Another bad hair day: Meanwhile, social media is abuzz over the prime minister’s coif. Netanyahu has veered all the way into black hair this week. Some speculated on social media that he was wearing a toupee, but it’s just the dark color making his comb-over look less patchy. Chiming in on Twitter was former U.S. Ambassador to Israel Martin Indyk, who said Netanyahu’s hair was a sure sign of an early election. Netanyahu’s media arch-enemy Yediot Aharonot made an infographic of all of the premier’s recent hair colors, with the headline “black is the new purple.” The prime minister is not going to get back to the wavy-haired glory of his youth (Google Ben Nitay if you don’t know what we’re talking about), so maybe he should give the hair dye a rest.

A very viral Passover: In Israel, everyone’s phones are blowing up with “Happy Passover” messages. A lot of MKs make a sort of greeting card that they e-mail or send over whatsapp, but the most creative among them produced videos. Defense Minister Avigdor Liberman probably wins this round. In a video posted on his Facebook wall, two comedians are sitting around, bored, and decide to invite a new friend over who turns out to be none other than Liberman. “What do you do when you’re bored?” one asks. “It’s never boring in the Defense Ministry.” Finally, the trio come up with something to do – make a viral video. Liberman throws a bottle in the air, and (thanks to editing) it does a 360-degree flip and lands perfectly on the table. But the best moment of the clip is when Liberman, satisfied with his trick, folds his arms and gangsta rap plays in the background. He promises viewers to do all he can to ensure a safe and quiet Passover.
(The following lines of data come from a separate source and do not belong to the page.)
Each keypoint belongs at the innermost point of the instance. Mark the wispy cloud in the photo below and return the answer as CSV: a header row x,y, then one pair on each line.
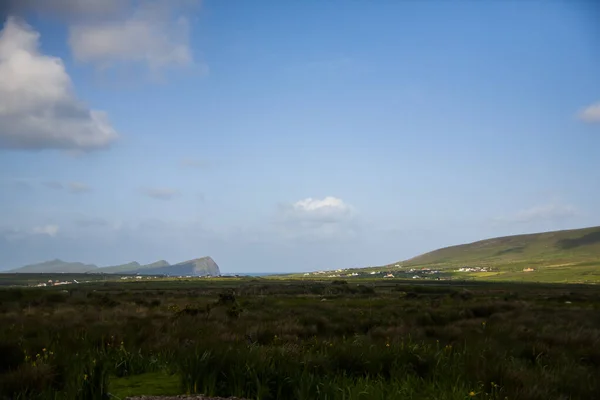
x,y
54,185
49,230
591,113
88,222
313,218
78,187
159,193
38,107
71,187
541,213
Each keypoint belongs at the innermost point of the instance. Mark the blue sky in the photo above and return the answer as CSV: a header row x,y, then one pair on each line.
x,y
292,136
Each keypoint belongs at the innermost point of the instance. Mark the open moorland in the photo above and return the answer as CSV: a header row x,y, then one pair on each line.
x,y
293,339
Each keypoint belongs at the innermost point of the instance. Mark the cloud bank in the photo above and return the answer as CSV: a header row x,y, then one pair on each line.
x,y
38,109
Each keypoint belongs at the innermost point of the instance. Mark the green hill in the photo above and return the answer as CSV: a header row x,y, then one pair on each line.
x,y
569,255
57,266
196,267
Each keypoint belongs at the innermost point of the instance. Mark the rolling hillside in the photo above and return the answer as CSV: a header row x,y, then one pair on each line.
x,y
539,249
559,256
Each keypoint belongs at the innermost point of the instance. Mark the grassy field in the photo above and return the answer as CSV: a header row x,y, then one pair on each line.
x,y
278,339
570,256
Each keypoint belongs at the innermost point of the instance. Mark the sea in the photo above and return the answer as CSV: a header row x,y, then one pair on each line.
x,y
257,274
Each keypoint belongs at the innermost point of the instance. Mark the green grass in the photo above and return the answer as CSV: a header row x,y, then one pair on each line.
x,y
272,339
155,383
520,251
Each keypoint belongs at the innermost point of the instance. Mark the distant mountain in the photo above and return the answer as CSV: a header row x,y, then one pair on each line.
x,y
132,266
197,267
57,266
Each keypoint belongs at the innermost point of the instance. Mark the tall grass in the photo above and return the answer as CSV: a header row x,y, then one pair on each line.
x,y
280,340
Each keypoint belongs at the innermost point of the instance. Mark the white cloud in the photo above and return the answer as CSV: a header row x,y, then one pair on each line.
x,y
591,113
160,193
153,35
38,109
329,209
50,230
311,218
66,8
72,187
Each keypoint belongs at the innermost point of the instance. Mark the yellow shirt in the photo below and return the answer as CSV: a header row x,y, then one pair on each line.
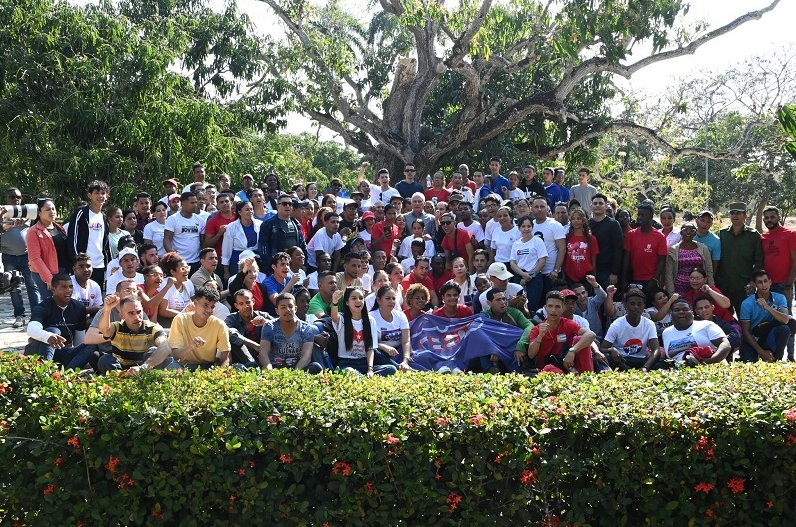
x,y
215,334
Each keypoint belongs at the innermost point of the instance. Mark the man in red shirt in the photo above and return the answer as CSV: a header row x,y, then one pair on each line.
x,y
419,275
217,223
437,192
779,258
552,341
645,249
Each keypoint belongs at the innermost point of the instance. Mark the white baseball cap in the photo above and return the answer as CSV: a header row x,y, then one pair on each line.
x,y
498,270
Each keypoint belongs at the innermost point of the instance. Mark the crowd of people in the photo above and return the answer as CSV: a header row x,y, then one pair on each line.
x,y
265,277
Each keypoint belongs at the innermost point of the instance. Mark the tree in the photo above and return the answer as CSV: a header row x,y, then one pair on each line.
x,y
131,94
423,82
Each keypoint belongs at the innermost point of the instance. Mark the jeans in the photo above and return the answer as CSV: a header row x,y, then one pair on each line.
x,y
20,263
361,366
535,291
775,342
68,357
107,362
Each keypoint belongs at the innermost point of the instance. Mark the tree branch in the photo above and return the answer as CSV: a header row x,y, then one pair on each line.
x,y
599,64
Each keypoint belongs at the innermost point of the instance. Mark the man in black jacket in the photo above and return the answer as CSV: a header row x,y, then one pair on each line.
x,y
88,231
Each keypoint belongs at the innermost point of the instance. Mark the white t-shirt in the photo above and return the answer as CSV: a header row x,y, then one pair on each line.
x,y
383,195
179,299
405,251
527,254
113,280
550,231
631,341
475,229
676,342
503,241
512,290
96,231
187,235
322,242
357,350
390,332
370,300
154,231
91,296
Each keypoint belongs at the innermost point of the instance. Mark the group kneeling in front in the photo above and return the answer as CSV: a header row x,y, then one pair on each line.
x,y
348,337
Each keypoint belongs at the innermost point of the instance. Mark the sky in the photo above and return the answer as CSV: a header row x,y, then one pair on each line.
x,y
761,37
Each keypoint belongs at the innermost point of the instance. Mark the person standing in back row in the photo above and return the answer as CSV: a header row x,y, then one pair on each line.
x,y
88,231
742,255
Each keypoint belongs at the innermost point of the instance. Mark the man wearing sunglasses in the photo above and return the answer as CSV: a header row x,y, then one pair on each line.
x,y
279,232
408,186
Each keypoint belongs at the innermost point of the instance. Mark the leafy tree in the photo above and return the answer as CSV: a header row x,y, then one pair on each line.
x,y
433,84
130,94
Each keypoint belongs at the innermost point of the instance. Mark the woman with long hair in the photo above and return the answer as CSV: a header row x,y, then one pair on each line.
x,y
47,247
582,248
153,231
178,297
684,256
241,234
357,338
393,328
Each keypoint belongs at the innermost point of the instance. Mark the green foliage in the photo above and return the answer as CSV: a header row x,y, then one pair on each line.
x,y
787,118
119,94
703,446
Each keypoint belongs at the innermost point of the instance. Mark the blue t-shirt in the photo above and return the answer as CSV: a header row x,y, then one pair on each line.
x,y
286,351
755,314
713,244
406,189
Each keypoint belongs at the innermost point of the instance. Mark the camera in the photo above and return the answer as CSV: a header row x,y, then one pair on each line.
x,y
23,212
9,280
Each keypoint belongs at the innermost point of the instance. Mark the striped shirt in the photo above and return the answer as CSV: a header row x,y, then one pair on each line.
x,y
131,347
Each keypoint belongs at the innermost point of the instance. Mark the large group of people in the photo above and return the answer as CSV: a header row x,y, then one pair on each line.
x,y
264,277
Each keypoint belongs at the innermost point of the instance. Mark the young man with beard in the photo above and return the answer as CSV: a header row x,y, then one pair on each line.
x,y
136,344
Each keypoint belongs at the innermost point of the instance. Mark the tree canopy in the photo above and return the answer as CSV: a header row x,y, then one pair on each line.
x,y
424,82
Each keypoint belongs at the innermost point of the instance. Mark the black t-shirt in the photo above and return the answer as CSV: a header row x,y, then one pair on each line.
x,y
68,320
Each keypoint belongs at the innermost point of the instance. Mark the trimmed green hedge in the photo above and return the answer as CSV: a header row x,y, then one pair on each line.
x,y
703,446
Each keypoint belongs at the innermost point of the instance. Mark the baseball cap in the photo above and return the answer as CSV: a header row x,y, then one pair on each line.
x,y
498,270
126,251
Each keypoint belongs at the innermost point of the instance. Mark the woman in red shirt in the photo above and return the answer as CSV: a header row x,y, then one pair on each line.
x,y
451,308
582,248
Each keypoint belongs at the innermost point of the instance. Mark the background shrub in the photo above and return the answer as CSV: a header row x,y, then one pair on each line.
x,y
706,446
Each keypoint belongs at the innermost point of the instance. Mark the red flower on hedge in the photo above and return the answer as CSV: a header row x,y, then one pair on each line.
x,y
477,420
113,463
528,477
736,485
341,467
453,501
704,487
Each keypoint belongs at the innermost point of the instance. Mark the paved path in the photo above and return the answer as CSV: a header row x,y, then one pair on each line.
x,y
12,339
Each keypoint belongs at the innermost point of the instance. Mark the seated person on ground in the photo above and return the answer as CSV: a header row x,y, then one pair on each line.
x,y
197,338
136,344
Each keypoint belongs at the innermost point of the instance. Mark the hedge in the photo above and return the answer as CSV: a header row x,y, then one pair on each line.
x,y
703,446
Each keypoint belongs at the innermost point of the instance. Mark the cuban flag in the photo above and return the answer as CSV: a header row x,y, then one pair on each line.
x,y
454,342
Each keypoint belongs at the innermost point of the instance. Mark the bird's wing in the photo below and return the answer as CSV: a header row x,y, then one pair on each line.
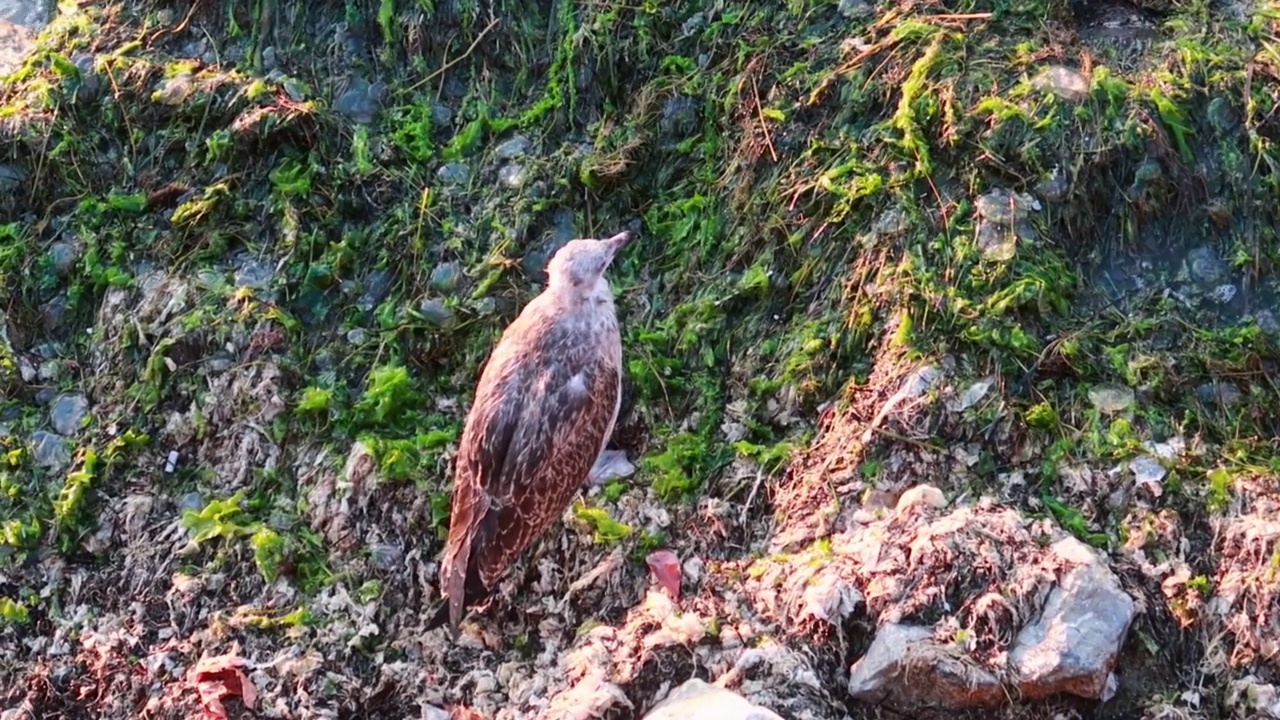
x,y
558,438
481,456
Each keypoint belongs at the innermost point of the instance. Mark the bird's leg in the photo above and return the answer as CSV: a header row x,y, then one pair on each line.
x,y
611,464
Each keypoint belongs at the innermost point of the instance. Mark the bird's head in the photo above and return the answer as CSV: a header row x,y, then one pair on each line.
x,y
580,264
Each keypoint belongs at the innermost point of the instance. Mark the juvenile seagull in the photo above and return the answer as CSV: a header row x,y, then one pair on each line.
x,y
545,405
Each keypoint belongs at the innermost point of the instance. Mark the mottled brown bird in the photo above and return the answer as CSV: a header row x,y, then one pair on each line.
x,y
544,409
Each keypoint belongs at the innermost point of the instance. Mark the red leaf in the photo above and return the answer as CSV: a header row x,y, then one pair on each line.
x,y
666,569
216,678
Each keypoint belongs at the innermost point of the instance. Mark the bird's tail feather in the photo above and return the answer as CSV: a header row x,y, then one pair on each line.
x,y
472,593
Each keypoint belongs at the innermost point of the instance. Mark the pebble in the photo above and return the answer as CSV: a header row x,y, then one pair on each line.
x,y
434,311
68,413
256,274
63,255
12,177
1065,82
513,147
193,501
446,277
1109,399
453,173
375,290
50,450
853,9
385,556
513,176
1219,392
361,101
1206,265
679,115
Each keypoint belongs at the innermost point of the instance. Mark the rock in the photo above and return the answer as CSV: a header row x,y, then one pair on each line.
x,y
1223,117
17,42
453,173
1055,187
375,290
940,673
1065,82
1110,399
695,700
854,9
90,82
50,450
609,465
563,229
1206,265
53,313
446,277
63,255
387,556
1223,294
440,114
1002,220
435,311
12,177
193,501
679,115
256,274
1072,647
176,90
1251,695
1219,393
68,413
513,147
361,101
513,176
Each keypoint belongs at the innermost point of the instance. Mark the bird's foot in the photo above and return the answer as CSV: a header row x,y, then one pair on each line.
x,y
609,465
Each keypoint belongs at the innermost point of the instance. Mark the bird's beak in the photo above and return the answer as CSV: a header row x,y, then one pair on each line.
x,y
620,241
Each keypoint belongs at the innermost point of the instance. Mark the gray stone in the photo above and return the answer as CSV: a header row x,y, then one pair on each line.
x,y
375,290
68,413
453,173
679,115
696,700
906,668
360,101
12,177
63,255
256,274
513,176
193,501
1065,82
513,147
854,9
435,311
1072,647
1055,187
53,313
387,556
442,114
50,450
446,277
1206,265
1219,393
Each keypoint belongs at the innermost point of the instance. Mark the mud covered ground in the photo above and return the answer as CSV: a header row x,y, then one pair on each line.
x,y
254,255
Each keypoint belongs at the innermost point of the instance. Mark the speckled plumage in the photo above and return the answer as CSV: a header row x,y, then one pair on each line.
x,y
544,409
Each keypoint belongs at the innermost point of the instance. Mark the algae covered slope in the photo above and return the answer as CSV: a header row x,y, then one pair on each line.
x,y
254,255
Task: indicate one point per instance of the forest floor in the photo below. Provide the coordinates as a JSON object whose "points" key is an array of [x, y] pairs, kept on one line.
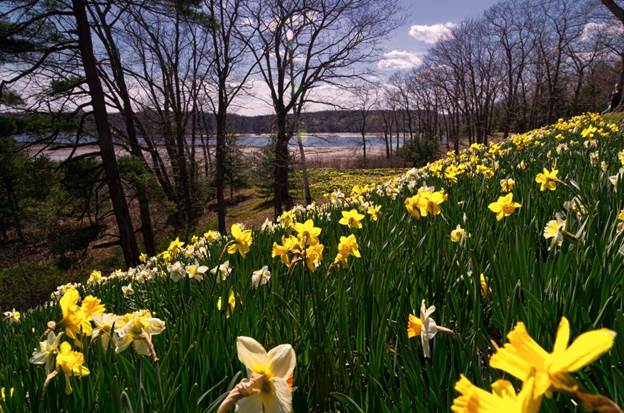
{"points": [[28, 273]]}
Another tough guy made a funny video for Passover: Former Defense Minister Moshe “Bogie” Ya’alon. A few weeks ago, Bogie revealed that his nephew is Static, the rapper half of Israel’s biggest pop duo, Static and Ben-El. In his new video, Static calls Bogie, saying Ben-El (son of Shimi Tavori, for those of you familiar with Israeli pop from the 70s and 80s) borrowed his car and he needs a ride to the Seder. Ya’alon mispronounces “Static” and thus begins a sort of dialogue of the deaf in which Static uses one slang term after another, even calling saying his uncle has “swag,” while Bogie uses military language, like telling his nephew to meet him at 1600 hours. “What speaks to Israelis are Zionism and values of a Jewish and democratic state,” Ya’alon said. “That’s what keeps us united as a nation.” “Easy,” Static said – the current teen slang version of saying “duh.”

MK Tzipi Livni (Zionist Union) took a different tack, filming a video of herself making matza balls in her kitchen. With a Martha Stewart-like cadence, Livni explained how she will fit 33 relatives in her living room, and how she makes the matza balls by feel, without an exact recipe, because that is how her mother makes them. Livni also talked about Passover being the Festival of Freedom: “Freedom to think, freedom to speak, freedom to criticize, freedom to love. We are a free nation in our land, and every one of us is a free person.” This video isn’t the first time we’ve seen Livni in the kitchen; before the 2013 election, she let Channel 2’s cameras into her house while she made stuffed peppers, and revealed that, while she’s a vegetarian, she cooks meat for her family.